Ist unsere Gesellschaft auf die aufkommenden Fragestellungen von morgen richtig vorbereitet? Der demographische Wandel tritt immer eindringlicher als die zentrale Herausforderung für die Zukunft der Bundesrepublik in Erscheinung. Geburtenrückgang auf der einen Seite und eine stetig ansteigende Lebenserwartung auf der anderen verändern die Erscheinung unserer Gesellschaft.
Das Älterwerden der Bürger zwingt auch auf dem Arbeitsmarkt zum Umdenken. Der lange praktizierte Weg der Frühverrentung führt in die falsche Richtung. Tatsächlich ist die aktive Teilnahme der Generation 50plus am Arbeitsmarkt von entscheidender Bedeutung für das Weiterbestehen unserer Volkswirtschaft.

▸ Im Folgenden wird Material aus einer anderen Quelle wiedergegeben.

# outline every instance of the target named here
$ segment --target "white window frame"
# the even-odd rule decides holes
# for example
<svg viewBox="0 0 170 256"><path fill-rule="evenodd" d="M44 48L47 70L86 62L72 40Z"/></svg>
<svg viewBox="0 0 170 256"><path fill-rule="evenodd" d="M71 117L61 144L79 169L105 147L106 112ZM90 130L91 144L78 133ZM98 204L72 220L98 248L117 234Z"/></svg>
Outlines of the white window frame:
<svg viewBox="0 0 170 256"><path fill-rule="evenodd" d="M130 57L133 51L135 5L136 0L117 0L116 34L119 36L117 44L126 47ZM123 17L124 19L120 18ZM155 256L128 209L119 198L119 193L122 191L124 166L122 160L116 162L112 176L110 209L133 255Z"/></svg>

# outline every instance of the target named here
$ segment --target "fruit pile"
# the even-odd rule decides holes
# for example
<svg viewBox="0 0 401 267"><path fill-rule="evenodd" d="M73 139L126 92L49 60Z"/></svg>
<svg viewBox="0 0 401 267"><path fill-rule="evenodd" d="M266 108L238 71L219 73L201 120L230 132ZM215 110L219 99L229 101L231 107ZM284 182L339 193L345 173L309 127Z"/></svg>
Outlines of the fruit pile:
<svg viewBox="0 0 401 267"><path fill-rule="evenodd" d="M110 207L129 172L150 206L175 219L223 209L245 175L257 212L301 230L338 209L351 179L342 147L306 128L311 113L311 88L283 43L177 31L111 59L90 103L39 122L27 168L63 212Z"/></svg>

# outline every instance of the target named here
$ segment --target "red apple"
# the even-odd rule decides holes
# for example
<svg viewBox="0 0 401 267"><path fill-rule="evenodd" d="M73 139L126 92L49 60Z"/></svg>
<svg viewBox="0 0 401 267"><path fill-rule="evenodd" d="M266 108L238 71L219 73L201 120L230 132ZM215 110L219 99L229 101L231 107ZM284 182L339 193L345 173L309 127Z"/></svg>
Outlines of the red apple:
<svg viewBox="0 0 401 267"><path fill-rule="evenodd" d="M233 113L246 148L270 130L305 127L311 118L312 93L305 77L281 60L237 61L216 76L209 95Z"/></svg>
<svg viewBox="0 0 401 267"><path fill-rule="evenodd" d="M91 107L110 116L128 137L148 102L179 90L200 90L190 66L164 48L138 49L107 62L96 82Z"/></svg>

Wenn immer weniger Junge verfügbar sind, die vielfach außergewöhnlich qualifizierten Alten zudem immer länger gesund und leistungsfähig bleiben, sollten diese auch länger aktives Element der Wirtschaft sein, sodass alle von deren Erfahrung profitieren können.
Untertrichen wird die steigende Bedeutung älterer Arbeitender für den Arbeitsmarkt von der Statistik: Im Jahr 2009 ist jeder fünfte Erwerbsfähige über 50 Jahre alt – im Jahr 2020 wird es bereits jeder 3. sein, Tendenz ansteigend.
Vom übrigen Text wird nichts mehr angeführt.